Incident Overview

A threat actor operating under the handle "tree_lover" claims to be selling a scrape of 19.6 million unique Linktree (linktr.ee) profiles. According to the post, the dataset is 12GB compressed and 87GB uncompressed. The threat actor states this was achieved through enumeration on an exposed endpoint, noting that Linktree profiles are not supposed to be discoverable. The actor claims the biggest scrapes using Google and the profile directory sit at around 400K, with this dataset including approximately 330K of the top profiles on the platform.

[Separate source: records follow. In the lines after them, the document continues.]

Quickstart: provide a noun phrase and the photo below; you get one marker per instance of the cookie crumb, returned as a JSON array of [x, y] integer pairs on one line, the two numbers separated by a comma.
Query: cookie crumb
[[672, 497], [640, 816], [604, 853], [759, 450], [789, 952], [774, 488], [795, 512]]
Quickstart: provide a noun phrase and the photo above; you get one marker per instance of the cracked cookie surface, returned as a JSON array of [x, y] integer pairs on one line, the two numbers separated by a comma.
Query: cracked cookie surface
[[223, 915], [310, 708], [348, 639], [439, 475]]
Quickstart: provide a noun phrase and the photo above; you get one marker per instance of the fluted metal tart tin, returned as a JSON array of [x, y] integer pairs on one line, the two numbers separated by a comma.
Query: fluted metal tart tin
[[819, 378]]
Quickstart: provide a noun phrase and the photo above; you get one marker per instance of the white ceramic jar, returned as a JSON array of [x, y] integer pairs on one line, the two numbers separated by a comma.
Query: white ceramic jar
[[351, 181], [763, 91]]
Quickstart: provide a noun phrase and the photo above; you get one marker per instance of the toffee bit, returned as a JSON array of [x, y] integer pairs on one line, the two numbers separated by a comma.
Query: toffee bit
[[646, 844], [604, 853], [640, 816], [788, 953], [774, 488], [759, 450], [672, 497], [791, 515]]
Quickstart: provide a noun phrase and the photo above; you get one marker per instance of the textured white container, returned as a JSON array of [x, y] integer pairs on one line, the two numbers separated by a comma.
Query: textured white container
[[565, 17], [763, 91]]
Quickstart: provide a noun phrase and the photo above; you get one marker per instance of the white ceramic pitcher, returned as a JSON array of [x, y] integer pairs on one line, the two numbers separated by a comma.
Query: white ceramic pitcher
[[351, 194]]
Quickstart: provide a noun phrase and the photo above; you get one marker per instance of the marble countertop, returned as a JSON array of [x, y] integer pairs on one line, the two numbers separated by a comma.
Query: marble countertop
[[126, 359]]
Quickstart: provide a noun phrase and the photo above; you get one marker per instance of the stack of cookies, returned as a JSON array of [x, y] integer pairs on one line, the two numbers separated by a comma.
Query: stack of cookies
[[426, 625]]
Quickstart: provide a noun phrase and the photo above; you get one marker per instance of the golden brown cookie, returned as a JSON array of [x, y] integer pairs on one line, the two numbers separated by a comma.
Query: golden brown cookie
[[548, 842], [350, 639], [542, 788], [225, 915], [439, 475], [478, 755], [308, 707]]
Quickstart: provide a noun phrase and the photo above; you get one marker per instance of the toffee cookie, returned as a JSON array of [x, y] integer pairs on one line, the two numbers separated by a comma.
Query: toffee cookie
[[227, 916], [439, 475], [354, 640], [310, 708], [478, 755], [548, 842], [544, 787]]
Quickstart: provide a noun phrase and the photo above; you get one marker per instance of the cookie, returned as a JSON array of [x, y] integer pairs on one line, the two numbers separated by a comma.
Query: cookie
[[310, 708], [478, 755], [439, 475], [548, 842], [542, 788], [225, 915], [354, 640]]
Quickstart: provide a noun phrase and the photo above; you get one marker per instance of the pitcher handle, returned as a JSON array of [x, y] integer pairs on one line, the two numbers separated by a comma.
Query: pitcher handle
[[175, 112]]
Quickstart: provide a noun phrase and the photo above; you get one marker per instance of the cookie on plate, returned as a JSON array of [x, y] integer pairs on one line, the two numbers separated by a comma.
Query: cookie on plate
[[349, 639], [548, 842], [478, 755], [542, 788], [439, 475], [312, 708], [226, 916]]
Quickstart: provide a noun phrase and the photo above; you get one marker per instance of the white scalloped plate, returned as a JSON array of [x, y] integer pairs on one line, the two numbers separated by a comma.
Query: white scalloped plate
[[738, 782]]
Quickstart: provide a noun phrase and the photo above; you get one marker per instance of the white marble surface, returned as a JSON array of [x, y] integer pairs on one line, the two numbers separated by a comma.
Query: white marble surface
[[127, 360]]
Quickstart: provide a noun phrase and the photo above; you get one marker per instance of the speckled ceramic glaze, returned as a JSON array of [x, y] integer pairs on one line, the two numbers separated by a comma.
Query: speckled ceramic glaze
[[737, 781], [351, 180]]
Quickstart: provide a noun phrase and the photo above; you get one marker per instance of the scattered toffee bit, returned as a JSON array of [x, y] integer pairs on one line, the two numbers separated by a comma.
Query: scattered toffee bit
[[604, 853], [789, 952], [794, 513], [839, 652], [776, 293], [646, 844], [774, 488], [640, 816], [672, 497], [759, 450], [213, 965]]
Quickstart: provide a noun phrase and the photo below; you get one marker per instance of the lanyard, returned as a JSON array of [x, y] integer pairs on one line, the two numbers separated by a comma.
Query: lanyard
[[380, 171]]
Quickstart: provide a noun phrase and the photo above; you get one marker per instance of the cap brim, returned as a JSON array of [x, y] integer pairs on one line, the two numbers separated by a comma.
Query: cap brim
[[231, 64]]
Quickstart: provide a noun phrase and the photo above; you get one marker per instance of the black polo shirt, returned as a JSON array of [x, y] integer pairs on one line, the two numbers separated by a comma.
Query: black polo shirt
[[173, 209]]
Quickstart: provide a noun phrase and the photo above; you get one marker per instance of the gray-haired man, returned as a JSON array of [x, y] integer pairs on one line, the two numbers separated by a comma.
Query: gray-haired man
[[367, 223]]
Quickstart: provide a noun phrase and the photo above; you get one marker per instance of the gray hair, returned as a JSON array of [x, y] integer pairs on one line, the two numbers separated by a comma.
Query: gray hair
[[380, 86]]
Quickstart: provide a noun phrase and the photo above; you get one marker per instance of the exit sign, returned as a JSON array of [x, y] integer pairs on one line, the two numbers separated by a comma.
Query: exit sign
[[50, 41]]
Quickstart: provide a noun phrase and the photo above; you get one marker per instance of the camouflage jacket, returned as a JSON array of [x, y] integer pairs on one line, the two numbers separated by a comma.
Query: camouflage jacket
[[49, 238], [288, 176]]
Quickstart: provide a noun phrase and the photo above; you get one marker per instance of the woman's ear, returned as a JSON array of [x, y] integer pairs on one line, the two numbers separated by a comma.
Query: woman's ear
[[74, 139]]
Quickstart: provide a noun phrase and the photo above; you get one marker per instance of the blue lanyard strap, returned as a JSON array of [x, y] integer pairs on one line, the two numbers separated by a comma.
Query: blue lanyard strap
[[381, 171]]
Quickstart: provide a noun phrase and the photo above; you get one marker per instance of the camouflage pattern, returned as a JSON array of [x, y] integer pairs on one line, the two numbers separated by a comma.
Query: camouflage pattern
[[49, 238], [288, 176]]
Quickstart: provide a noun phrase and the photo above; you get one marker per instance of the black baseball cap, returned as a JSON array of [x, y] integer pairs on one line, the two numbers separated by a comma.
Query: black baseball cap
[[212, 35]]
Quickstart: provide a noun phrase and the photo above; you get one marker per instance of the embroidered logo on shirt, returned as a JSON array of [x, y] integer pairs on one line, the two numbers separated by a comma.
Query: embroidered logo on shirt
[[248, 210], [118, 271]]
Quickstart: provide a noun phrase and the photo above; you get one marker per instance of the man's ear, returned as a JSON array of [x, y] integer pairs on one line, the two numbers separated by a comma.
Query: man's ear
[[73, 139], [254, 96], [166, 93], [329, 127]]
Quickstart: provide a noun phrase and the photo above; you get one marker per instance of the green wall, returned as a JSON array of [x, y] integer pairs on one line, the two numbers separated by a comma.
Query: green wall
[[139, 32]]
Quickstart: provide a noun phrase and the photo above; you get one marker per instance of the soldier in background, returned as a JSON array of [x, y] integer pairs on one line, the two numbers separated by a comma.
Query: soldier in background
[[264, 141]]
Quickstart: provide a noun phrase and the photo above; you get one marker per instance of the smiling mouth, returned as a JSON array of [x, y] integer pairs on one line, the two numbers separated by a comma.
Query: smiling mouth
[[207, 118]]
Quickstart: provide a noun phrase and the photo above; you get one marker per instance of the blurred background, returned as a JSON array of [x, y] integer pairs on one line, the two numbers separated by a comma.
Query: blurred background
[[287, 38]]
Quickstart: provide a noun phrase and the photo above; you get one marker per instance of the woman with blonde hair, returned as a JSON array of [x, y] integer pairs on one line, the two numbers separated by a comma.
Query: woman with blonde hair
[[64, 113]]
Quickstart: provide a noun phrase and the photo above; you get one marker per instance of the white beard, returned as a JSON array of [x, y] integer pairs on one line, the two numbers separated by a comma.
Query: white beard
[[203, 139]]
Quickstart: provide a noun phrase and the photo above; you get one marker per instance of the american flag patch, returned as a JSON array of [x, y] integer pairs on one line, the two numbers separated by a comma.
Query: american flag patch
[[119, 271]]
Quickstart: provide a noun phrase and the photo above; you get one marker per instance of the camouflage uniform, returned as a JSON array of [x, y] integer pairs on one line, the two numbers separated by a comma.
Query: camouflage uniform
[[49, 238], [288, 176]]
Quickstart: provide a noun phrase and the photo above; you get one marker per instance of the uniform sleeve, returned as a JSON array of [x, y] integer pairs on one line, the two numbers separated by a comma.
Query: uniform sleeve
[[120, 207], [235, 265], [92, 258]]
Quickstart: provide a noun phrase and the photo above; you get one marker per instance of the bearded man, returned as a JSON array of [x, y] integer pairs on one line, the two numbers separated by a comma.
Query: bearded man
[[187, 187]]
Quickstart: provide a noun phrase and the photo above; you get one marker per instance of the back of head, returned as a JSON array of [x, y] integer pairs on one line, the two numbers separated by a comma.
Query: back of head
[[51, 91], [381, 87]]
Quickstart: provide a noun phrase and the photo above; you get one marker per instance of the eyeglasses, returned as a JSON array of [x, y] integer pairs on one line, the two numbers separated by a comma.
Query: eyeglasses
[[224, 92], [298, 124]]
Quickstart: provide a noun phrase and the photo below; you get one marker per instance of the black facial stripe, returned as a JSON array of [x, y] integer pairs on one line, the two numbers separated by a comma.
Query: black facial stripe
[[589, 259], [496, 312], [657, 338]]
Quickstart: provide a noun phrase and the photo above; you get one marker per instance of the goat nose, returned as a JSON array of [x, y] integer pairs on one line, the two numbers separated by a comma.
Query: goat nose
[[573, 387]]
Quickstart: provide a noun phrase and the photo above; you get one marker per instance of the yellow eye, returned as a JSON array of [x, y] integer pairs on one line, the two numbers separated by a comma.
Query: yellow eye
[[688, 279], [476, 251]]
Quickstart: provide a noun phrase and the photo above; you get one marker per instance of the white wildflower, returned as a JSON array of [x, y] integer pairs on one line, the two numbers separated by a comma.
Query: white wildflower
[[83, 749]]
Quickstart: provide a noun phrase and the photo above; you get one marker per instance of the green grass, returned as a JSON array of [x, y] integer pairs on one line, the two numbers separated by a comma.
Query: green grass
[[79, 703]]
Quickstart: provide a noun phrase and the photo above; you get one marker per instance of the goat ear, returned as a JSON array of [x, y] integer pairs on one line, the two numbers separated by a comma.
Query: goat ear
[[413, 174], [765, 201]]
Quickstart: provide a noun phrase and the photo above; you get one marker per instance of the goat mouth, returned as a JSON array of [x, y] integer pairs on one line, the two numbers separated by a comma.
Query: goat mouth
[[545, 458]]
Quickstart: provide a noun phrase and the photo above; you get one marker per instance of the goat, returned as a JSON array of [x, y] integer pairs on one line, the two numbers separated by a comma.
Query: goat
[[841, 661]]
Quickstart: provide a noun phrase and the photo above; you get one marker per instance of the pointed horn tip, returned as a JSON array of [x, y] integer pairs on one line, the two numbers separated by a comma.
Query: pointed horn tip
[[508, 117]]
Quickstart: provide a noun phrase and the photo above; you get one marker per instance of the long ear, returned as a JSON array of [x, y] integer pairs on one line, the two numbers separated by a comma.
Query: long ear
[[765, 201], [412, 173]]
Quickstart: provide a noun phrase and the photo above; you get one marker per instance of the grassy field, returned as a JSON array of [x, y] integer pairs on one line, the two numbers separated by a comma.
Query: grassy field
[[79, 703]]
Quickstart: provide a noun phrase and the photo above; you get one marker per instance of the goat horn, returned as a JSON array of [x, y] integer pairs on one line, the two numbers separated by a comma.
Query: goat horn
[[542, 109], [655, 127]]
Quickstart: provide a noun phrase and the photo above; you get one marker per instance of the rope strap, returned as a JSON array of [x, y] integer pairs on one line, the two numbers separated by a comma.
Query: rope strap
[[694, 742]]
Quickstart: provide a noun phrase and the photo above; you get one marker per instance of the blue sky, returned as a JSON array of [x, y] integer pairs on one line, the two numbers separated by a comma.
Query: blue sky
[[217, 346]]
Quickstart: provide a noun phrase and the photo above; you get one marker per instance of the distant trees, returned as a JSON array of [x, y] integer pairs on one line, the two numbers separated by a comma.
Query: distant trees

The claimed data includes 1.17 million email addresses, 1.12 million phone numbers (50K directly, 1.15 million through WhatsApp profiles), and 12 million profiles linked to other platforms. The breakdown of linked social media profiles allegedly includes: Instagram (3,470,776), TikTok (1,626,542), Facebook (1,379,323), WhatsApp (1,128,282), YouTube (1,116,826), X/Twitter (669,042), LinkedIn (343,477), Spotify (191,444), Pinterest (183,667), Threads (183,223), Snapchat (177,760), Telegram (106,622), SoundCloud (102,721), Twitch (97,032), Website (94,535), Payment (74,685), Apple Music (71,978), Discord (67,382), Amazon (65,601), Bluesky (31,975), and 22 additional platforms.

The threat actor notes that all Linktree profiles contain an owner_id and account_id parameter, allowing correlation of multiple Linktrees belonging to one owner. The price is listed as TBD with a minimum of over $xxxx. Contact is offered through Telegram and Session.